Department of Biotechnology, Norwegian Biopolymer Laboratory (NOBIPOL), Norwegian University of Science and Technology (NTNU), N-7491 Trondheim, Norway.
Biomacromolecules. 2011 Mar 14;12(3):721-9. doi: 10.1021/bm1013525. Epub 2011 Feb 4.

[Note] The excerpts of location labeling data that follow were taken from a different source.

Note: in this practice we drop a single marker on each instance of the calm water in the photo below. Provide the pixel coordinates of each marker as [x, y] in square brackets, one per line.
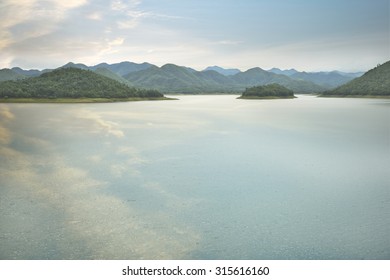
[204, 177]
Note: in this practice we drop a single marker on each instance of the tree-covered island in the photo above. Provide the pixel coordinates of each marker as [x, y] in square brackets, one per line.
[270, 91]
[72, 85]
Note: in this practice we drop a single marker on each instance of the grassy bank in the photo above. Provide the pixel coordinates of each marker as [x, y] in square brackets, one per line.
[79, 100]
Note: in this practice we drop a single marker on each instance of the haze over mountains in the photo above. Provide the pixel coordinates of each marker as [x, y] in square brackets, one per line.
[178, 79]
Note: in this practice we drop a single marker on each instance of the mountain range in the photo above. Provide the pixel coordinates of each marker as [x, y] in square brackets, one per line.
[375, 82]
[171, 78]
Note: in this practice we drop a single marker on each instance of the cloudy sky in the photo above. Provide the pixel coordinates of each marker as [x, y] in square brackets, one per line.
[347, 35]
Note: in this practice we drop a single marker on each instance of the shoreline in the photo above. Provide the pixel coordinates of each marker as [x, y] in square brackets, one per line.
[81, 100]
[357, 96]
[266, 97]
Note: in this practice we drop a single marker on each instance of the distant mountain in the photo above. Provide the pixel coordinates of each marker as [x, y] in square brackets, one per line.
[353, 74]
[325, 79]
[75, 65]
[109, 74]
[173, 78]
[69, 82]
[10, 75]
[283, 72]
[223, 71]
[123, 68]
[270, 91]
[375, 82]
[328, 80]
[257, 76]
[27, 73]
[213, 79]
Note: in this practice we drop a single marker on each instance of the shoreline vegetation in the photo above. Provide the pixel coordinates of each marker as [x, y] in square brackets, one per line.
[270, 91]
[355, 96]
[82, 100]
[266, 97]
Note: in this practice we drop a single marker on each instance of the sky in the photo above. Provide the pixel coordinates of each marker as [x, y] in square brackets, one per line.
[317, 35]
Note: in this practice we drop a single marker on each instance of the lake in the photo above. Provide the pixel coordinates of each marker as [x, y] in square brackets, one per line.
[203, 177]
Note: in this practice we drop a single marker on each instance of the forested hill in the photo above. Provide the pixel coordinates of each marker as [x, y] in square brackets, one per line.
[270, 91]
[71, 83]
[375, 82]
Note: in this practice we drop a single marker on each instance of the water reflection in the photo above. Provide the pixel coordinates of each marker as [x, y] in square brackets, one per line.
[202, 177]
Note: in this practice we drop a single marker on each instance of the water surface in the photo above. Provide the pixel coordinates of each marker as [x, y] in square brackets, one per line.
[203, 177]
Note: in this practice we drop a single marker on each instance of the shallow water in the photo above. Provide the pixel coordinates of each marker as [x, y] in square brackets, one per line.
[203, 177]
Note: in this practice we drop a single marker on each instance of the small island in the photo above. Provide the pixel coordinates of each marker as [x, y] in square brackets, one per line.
[270, 91]
[72, 85]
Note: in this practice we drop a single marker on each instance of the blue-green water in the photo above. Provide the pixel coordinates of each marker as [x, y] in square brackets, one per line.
[203, 177]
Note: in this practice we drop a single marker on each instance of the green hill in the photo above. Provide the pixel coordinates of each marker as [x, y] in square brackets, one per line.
[173, 78]
[71, 83]
[375, 82]
[270, 91]
[10, 75]
[109, 74]
[257, 76]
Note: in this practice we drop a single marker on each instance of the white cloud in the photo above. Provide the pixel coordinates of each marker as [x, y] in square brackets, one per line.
[94, 16]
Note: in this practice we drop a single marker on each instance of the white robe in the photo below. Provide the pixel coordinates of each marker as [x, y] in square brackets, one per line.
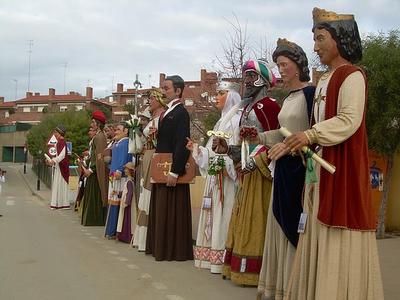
[213, 223]
[59, 188]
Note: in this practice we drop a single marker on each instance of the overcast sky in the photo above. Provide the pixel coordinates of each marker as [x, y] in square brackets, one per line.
[104, 42]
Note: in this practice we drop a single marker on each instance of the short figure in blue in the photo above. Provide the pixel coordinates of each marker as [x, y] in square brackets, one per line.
[119, 158]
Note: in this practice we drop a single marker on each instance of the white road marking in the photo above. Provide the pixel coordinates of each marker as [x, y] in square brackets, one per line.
[174, 297]
[159, 285]
[120, 258]
[146, 276]
[132, 267]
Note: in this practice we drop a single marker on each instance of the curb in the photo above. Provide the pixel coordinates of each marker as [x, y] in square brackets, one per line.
[34, 193]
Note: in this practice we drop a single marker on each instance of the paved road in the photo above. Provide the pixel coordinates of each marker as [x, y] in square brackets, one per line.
[47, 254]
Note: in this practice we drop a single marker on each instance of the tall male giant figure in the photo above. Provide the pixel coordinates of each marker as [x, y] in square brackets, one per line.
[169, 234]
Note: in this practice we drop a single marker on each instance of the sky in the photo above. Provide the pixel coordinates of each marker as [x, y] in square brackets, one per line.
[99, 43]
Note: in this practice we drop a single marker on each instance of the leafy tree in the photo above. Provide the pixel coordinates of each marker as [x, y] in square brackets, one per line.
[76, 122]
[381, 61]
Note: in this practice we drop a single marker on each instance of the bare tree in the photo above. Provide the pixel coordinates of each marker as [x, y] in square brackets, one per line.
[236, 50]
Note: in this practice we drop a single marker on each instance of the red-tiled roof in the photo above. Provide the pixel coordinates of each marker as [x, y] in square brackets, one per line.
[7, 104]
[47, 98]
[22, 117]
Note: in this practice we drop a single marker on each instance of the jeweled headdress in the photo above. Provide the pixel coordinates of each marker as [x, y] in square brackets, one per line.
[344, 31]
[322, 15]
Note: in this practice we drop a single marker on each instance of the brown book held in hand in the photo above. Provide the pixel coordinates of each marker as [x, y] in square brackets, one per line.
[161, 164]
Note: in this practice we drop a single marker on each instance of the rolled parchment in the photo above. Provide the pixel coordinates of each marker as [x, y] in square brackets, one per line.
[327, 166]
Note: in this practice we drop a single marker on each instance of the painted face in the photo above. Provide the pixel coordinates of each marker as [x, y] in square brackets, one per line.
[57, 134]
[169, 92]
[94, 125]
[91, 132]
[251, 90]
[287, 68]
[109, 131]
[325, 46]
[220, 99]
[154, 104]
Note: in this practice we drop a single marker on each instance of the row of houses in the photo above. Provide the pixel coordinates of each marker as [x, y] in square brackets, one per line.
[17, 116]
[197, 97]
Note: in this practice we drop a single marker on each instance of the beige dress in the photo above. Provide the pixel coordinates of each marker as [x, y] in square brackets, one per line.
[334, 263]
[278, 251]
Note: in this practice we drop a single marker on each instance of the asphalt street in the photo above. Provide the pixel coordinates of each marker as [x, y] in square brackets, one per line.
[47, 254]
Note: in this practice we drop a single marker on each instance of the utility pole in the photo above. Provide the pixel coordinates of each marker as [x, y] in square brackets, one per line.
[29, 63]
[65, 74]
[16, 88]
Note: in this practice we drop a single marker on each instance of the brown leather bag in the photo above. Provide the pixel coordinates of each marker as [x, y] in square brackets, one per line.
[161, 165]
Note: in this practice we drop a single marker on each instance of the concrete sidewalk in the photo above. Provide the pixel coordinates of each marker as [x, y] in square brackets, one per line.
[389, 248]
[30, 180]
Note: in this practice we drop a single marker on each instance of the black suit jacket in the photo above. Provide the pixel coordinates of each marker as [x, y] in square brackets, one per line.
[173, 130]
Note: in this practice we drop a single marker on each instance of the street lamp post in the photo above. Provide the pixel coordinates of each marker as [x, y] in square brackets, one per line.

Chitosan possesses many characteristics of an ideal gene delivery system. However, the transfection efficiency of conventional chitosans is generally found to be low. In this study, we investigated the self-branching of chitosans as a strategy to improve its gene transfer properties without compromising its safety profile. Self-branched (SB) and self-branched trisaccharide-substituted (SBTCO) chitosans with molecular weights of 11-71 kDa were synthesized, characterized, and compared with their linear counterparts with respect to transfection efficiency, cellular uptake, formulation stability, and cytotoxicity. Our studies show that in contrast with unmodified linear chitosans that were unable to transfect HeLa cells, self-branched chitosans mediated high transfection efficiencies. The most efficient chitosan, SBTCO30, yielded gene expression levels two and five times higher than those of Lipofectamine and Exgen, respectively, and was nontoxic to cells. Nanoparticles formed with SBTCO chitosans exhibited a higher colloidal stability of formulation, efficient internalization without excessive cell surface binding, and low cytotoxicity.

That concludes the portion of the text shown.